The First-Order primarily characterized observations as atomized feedback systems. Cyberneticians in the late 60s noted that they failed to account for the observer relation, the systems of input and output that relate cognitive description with the objects scientific observers describe. As a fundamental disagreement, Second-Order cyberneticians like Humberto Maturana and Francisco Varela excluded living systems from the reduction of relations to input and output:

“Autopoietic machines do not have inputs or outputs. They can be perturbated by independent events and undergo internal structural changes which compensate these perturbations. If the perturbations are repeated, the machine may undergo repeated series of internal changes which may or may not be identical. Whichever series of internal changes takes place, however, they are always subordinated to the maintenance of the machine organization, [a] condition which is definitory of the autopoietic machines. Thus any relation between these changes and the course of perturbations to which we may point to, pertains to the domain in which the machine is observed, but not to its organization. Thus, although an autopoietic machine can be treated as an allopoietic machine, this treatment does not reveal its organization as an autopoietic machine.” — Humberto Maturana and Francisco Varela

As a description of the disagreement between biomolecular reductionism and the systemic principles of autopoiesis, the conflict between First and Second-Order Cybernetics serves as allegory for those ontological differences. The First-Order approach to a biological question is to observe the inputs and outputs of an organism and to consider this as an adequate description of that organism’s function or differentiation.
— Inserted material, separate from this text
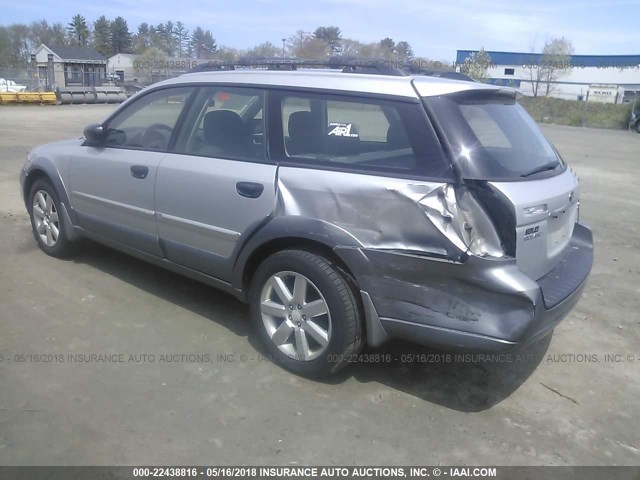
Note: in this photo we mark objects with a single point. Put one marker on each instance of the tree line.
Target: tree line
(174, 39)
It applies its logic recursively, imagining every biological aspect as nested sets of smaller cybernetic cycles operating in isolation. This demands a fragmented, hyper-specialized approach to biology wherein each of these components is considered in its own specialized terms. There is a clear connection between this approach and the current biopharmacological paradigm. It is an inherently functionalized description. To conceive of the gravity of Maturana and Varela’s alternative hypothesis, we must imagine the biology of Second-Order Cybernetics. In what ways would its premises and conclusions differ? As a negative exercise, which aspects of contemporary biology and its relation to the social world would no longer be meaningful?” (89)

[...]

“In Tiqqun’s characterization, cybernetics is an engine of homogenizing political atomization. It is the breakdown of all elements of vertical, structured, and intentional organization into horizontal, atomized, and constantly updating systems intended to maintain information exchange through the erasure of systemic qualities. An illustrative example of this practice was the reinvention of manufacturing during the Third Industrial Revolution, as in shoe production.

Whereas most shoe manufacturers handled all aspects of a shoe’s construction, marketing, and sales, Nike reinvented footwear by horizontalizing its production. Nike’s production contracts were auctioned to manufacturers on a shoe-by-shoe basis, and even marketing was bid on by external companies. The central bureaucracy of Nike was reduced significantly, and a more granular form of production was born. Aided by information technology, a centralized, coordinating structure was no longer necessary for industrial coordination; even the traditional physical proximity of factories was obviated. With well-defined information channels, each aspect of an assembly line can be isolated and separated from the centralized structure and shipped out globally, functionally prescribed through a process of description.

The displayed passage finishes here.